Солнце на кладбище Росса, цветы и люди, объединенные одним чувством. Встреча с друзьями старыми (Жукаускас, Ванаг) и знакомства с новыми. Выступление — от мысли, что вызрела дома, через волнение — к успеху.

«Юридическое обоснование». Роман «Мастер и сыновья» впервые переведен на русский язык и издан в 1968 году, когда я уже написал порядочно о своих Кризасах. А Цвирку, оказывается, упрекали в подражании «Кола Брюньону»... Общая любовь, общая цель, на общий наш человеческий стол.

Что же, доболеем Цвиркой до конца,— вчера сын принес мне из библиотеки «Франка Крука». Кто-нибудь может сказать: для двух выступлений — в Вильнюсе и в Москве — такая подготовка? Я сам у себя спрашиваю: этой привычной учебой своей, пожизненной — к чему ты готовишься? Да просто иначе не умею, не могу. И уже основательно и не первый раз убеждаюсь, что это пригодится, что это — нужно.


***

Кажется, скоро закончу слово о Мележе, хотя бы в первоначальном виде. Дошел до двух посмертных публикаций, съездовской речи и «Парсючка» и остановился: надо продумать, настроиться.

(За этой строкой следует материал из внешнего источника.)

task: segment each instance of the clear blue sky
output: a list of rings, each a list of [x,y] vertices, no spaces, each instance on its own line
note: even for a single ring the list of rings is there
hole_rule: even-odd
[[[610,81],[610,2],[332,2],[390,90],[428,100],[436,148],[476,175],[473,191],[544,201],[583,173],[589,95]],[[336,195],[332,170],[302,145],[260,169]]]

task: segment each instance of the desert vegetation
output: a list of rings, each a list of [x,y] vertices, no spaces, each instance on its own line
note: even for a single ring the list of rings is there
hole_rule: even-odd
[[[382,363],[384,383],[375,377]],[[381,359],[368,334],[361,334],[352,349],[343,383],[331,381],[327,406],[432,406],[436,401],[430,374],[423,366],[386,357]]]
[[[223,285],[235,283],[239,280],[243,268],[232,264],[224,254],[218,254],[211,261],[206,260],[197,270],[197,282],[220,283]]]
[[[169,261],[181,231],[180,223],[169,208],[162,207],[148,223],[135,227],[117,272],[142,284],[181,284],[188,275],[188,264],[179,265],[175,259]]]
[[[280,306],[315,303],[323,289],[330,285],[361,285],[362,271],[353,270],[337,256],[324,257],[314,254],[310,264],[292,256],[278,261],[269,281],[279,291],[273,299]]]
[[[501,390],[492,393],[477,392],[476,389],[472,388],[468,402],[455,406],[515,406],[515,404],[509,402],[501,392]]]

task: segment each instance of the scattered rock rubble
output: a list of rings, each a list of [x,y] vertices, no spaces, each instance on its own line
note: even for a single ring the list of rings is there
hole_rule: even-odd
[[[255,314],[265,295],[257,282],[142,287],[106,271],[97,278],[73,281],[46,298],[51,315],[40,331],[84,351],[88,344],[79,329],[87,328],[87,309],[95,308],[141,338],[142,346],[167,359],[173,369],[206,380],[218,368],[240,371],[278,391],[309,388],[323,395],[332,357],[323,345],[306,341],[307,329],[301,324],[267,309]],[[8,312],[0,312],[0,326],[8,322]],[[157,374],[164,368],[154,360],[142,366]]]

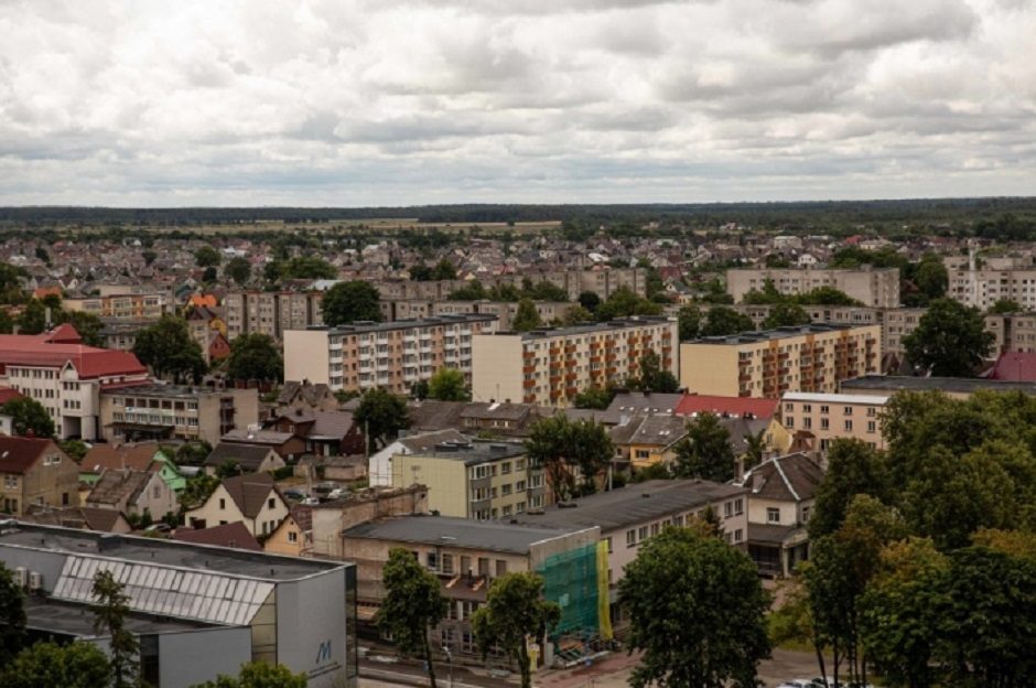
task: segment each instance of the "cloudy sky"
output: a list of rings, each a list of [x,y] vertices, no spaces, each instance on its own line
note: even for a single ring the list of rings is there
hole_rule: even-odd
[[[0,0],[0,204],[1036,193],[1036,0]]]

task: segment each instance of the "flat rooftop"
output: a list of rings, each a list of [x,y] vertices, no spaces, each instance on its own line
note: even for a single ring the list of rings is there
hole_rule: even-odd
[[[1036,383],[1013,380],[991,380],[968,377],[913,377],[909,375],[865,375],[853,379],[842,380],[840,390],[865,389],[888,391],[951,391],[957,394],[973,394],[980,389],[991,391],[1023,391],[1036,395]]]
[[[86,604],[65,602],[53,598],[44,599],[28,595],[25,599],[26,627],[75,637],[95,637],[94,613]],[[222,624],[207,624],[196,621],[152,616],[139,612],[126,615],[126,630],[136,635],[154,633],[177,633],[198,628],[218,628]]]
[[[161,538],[77,530],[14,520],[0,520],[0,548],[2,547],[104,557],[266,581],[299,580],[349,566],[346,562],[281,557]]]
[[[521,442],[440,442],[431,449],[414,451],[411,456],[433,456],[463,461],[467,465],[514,459],[526,454]]]
[[[399,516],[353,526],[343,535],[349,538],[442,545],[511,555],[527,555],[537,542],[563,537],[584,528],[551,528],[539,525],[509,524],[498,520],[472,520],[449,516]]]
[[[463,325],[474,322],[493,322],[497,318],[489,313],[458,313],[456,315],[429,315],[428,318],[407,318],[391,322],[375,322],[373,320],[357,320],[348,325],[310,325],[309,331],[328,332],[331,334],[361,334],[367,332],[389,332],[392,330],[409,330],[411,327],[431,327],[434,325]]]
[[[511,520],[552,528],[601,526],[601,531],[606,533],[745,494],[748,491],[744,487],[702,480],[645,481],[566,503],[574,506],[555,504],[542,514],[517,514]]]
[[[811,323],[808,325],[788,325],[786,327],[777,327],[775,330],[759,330],[752,332],[742,332],[740,334],[732,334],[729,336],[711,336],[711,337],[700,337],[697,340],[690,340],[689,342],[683,342],[684,344],[725,344],[725,345],[736,345],[736,344],[755,344],[757,342],[773,342],[776,340],[788,340],[797,336],[805,336],[807,334],[823,334],[827,332],[839,332],[842,330],[854,330],[857,327],[877,327],[875,323],[862,323],[859,325],[851,325],[846,323]]]

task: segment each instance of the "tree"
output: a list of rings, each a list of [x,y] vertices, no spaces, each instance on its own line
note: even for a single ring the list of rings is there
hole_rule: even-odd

Из записей более чем трехмесячной давности, когда перечитывал «Минское направление»:

1. Налицо профессионализм, опытная рука, однако же и оживлять кое-где схему наново — очень нелегко.

2. Не все то, что нужно автору и роману, читается интересно, хотя бы с неким легким волнением, а если уж что читается — значит, оно нужно в настоящем значении этого слова.

3. Трудолюбивый, упорный, однако если бы не нашел своего — ничего не помогло бы. А с «Людьми на болоте» — счастливое сочетание: своя, заветная тема плюс трудолюбие, упорство, культура.

4. То, что мы, молодые писатели, когда-то, в сороковых — пятидесятых годах, читали друг друга в рукописях, а потом обсуждали коллективно, было и хорошо, и плохо. Хорошо — помощью другу, а плохо — подгонкой еще одной вещи под тогдашний стандарт.